According to the MP, the couple knew nothing more about the case settled through Caritas Catholica and the institution near Dunkirk where her biological mother had given birth. Her adoptive parents were, in fact, expecting a boy, who they were told had died.

Today, Ingels still hopes to identify her biological parents, but all the records relating to these adoptions have disappeared. All she knows is that her civil status records state that she was "born in Dunkirk of unknown ascent on January 1, 1979." "Those who organized my adoption must have known who my biological parents were," she told Het Laatste Nieuws on Friday. As, no doubt, did the doctors, lawyers, and judges who, at the time, intervened to facilitate the transaction.

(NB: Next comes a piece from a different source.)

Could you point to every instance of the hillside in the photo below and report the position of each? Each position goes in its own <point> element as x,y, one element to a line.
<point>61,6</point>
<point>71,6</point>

The MP's tearful testimony moved the assembly – which gave her a standing ovation and is now more than determined to shed light on this very dark chapter in the recent history of the Belgian Church. However, it is not certain that the electoral deadlines – a legislative election will be held in June 2024 – will allow a thorough investigation of this case. Unless it is included in the debates of the commission of inquiry into sexual abuse, which began its work in mid-November. An initial request has been made by the Justice minister, Paul Van Tigchelt, to the Church officials: canceling the salaries of four abusive priests who have been identified. Proceedings are underway against four others.